Abstract

The emergence of an organized presence of Sufi communities in Mexico dates to the last two decades of the 20th century. Sufis constitute a part of Mexico’s minority Muslim community. Their groups are mostly made of Mexican and other Latin American converts who follow the leadership of Western sheikhs, who themselves converted to Islam and were initiated into Sufi orders as adults. These characteristics shape many of the particularities of Mexican Sufi communities and their relationship to the Sufi orders from which they originated. The oldest and most established Sufi community in Mexico is the Nur Ashki Jerrahi order, an offshoot of the Turkish Halveti-Jerrahi order. The second community of Sufi Muslims to have been established in Mexico is the Murabitun community, a branch of the Murabitun World Movement that settled in the southern state of Chiapas in 1995. Apart from these two larger communities, other Sufi orders have representatives in Mexico who guide smaller groups of followers.

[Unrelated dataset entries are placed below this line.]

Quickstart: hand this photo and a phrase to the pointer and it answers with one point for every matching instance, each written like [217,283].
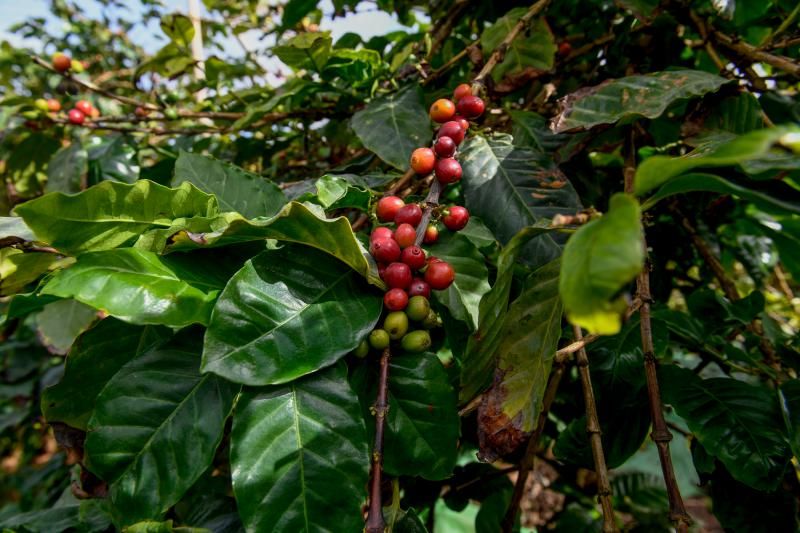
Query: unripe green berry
[379,339]
[396,324]
[416,341]
[418,308]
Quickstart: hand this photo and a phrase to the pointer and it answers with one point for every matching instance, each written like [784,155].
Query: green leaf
[751,146]
[422,425]
[529,339]
[60,323]
[287,313]
[236,189]
[480,355]
[535,49]
[736,422]
[599,261]
[139,287]
[307,50]
[695,181]
[111,214]
[95,358]
[67,168]
[394,125]
[155,428]
[299,456]
[646,95]
[510,188]
[472,277]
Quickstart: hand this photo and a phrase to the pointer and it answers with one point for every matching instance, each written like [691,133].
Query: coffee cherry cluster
[409,273]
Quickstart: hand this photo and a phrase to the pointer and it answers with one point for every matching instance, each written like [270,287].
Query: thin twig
[594,431]
[660,434]
[526,464]
[375,522]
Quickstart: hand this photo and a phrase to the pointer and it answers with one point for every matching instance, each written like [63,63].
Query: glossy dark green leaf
[299,455]
[95,358]
[599,261]
[111,214]
[736,422]
[67,168]
[139,287]
[534,49]
[646,95]
[155,428]
[235,189]
[394,125]
[528,341]
[472,277]
[287,313]
[479,358]
[510,188]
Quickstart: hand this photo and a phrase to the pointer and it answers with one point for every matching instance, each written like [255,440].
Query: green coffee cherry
[396,324]
[362,349]
[418,308]
[416,341]
[379,339]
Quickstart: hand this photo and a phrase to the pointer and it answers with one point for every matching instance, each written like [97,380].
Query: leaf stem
[375,522]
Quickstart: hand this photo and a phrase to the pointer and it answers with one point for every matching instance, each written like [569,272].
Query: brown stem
[500,52]
[660,434]
[375,522]
[526,464]
[593,429]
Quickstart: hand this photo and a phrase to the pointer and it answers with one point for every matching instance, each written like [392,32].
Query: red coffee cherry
[448,170]
[461,91]
[456,218]
[405,235]
[398,276]
[444,147]
[442,110]
[439,275]
[385,250]
[76,116]
[419,287]
[387,208]
[453,130]
[409,214]
[471,107]
[414,257]
[431,234]
[422,160]
[395,299]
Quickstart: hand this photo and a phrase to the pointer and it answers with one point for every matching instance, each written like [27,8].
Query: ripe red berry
[448,170]
[439,275]
[395,299]
[470,107]
[380,232]
[461,91]
[414,257]
[385,250]
[442,110]
[456,218]
[431,234]
[419,287]
[61,62]
[388,207]
[76,116]
[398,275]
[405,235]
[422,160]
[453,130]
[409,214]
[444,147]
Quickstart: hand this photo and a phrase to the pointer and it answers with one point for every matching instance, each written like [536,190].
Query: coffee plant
[515,266]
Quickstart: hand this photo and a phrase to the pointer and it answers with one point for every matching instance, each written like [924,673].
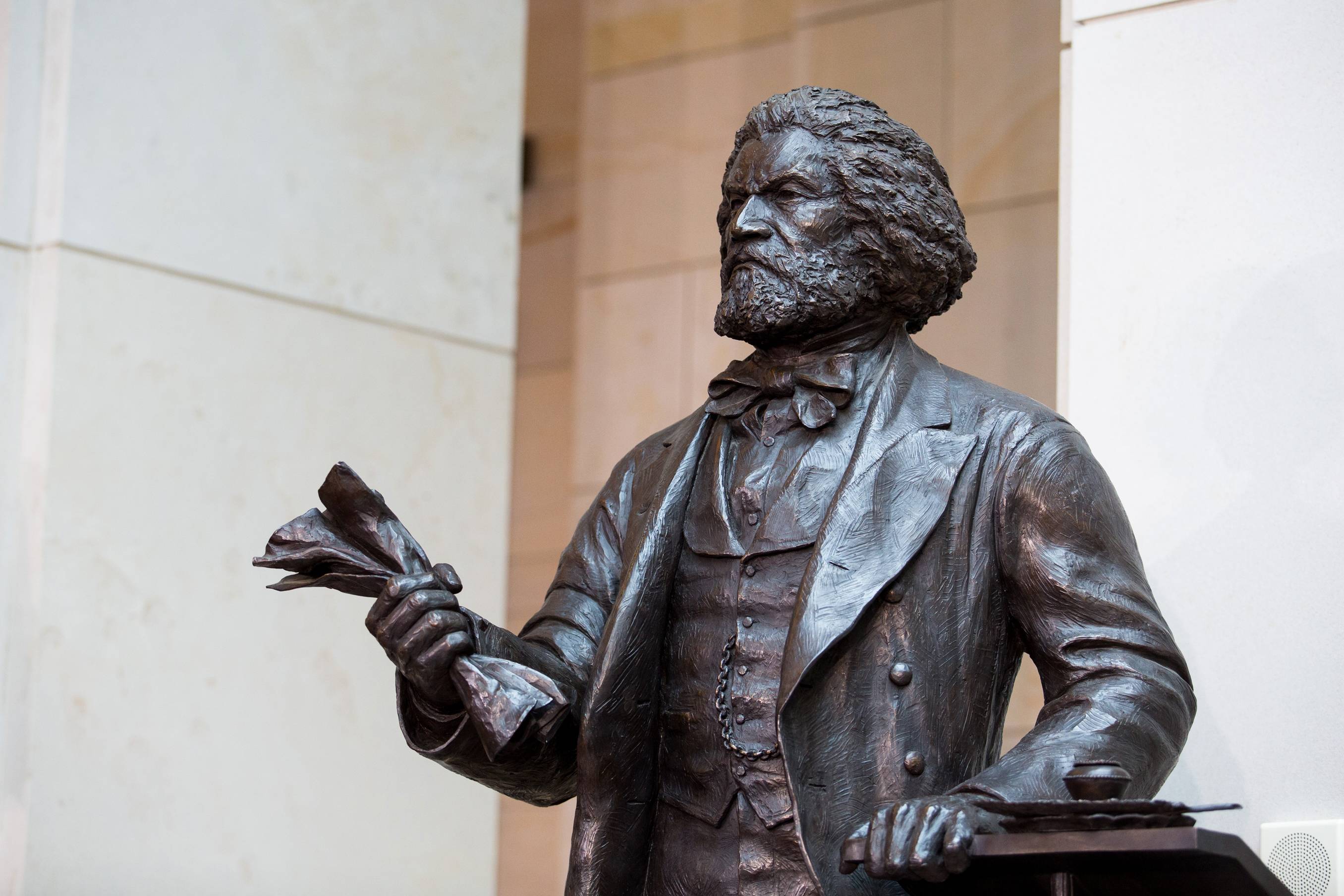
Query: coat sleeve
[560,641]
[1116,685]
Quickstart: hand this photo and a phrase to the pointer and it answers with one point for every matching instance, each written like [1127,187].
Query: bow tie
[818,389]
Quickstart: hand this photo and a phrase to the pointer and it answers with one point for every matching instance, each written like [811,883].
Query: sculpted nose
[752,220]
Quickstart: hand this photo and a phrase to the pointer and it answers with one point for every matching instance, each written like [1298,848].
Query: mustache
[746,256]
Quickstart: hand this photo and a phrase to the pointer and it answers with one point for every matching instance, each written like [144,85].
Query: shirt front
[761,492]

Some Sufi groups in Mexico have combined traditional gatherings with commercial activities, especially in the form of workshops and alternative therapeutic services that are advertised as being based on Sufi concepts and ritual practices. These groups have also offered intellectual approaches to Sufism, such as reading circles and seminars. By considering groups whose Sufi dimension has been overlooked, either because they are secular communities or because they are organizations focused on social transformation with little or no mystical emphasis, scholars can query the conventional Western construal of Sufism as Islamic mysticism.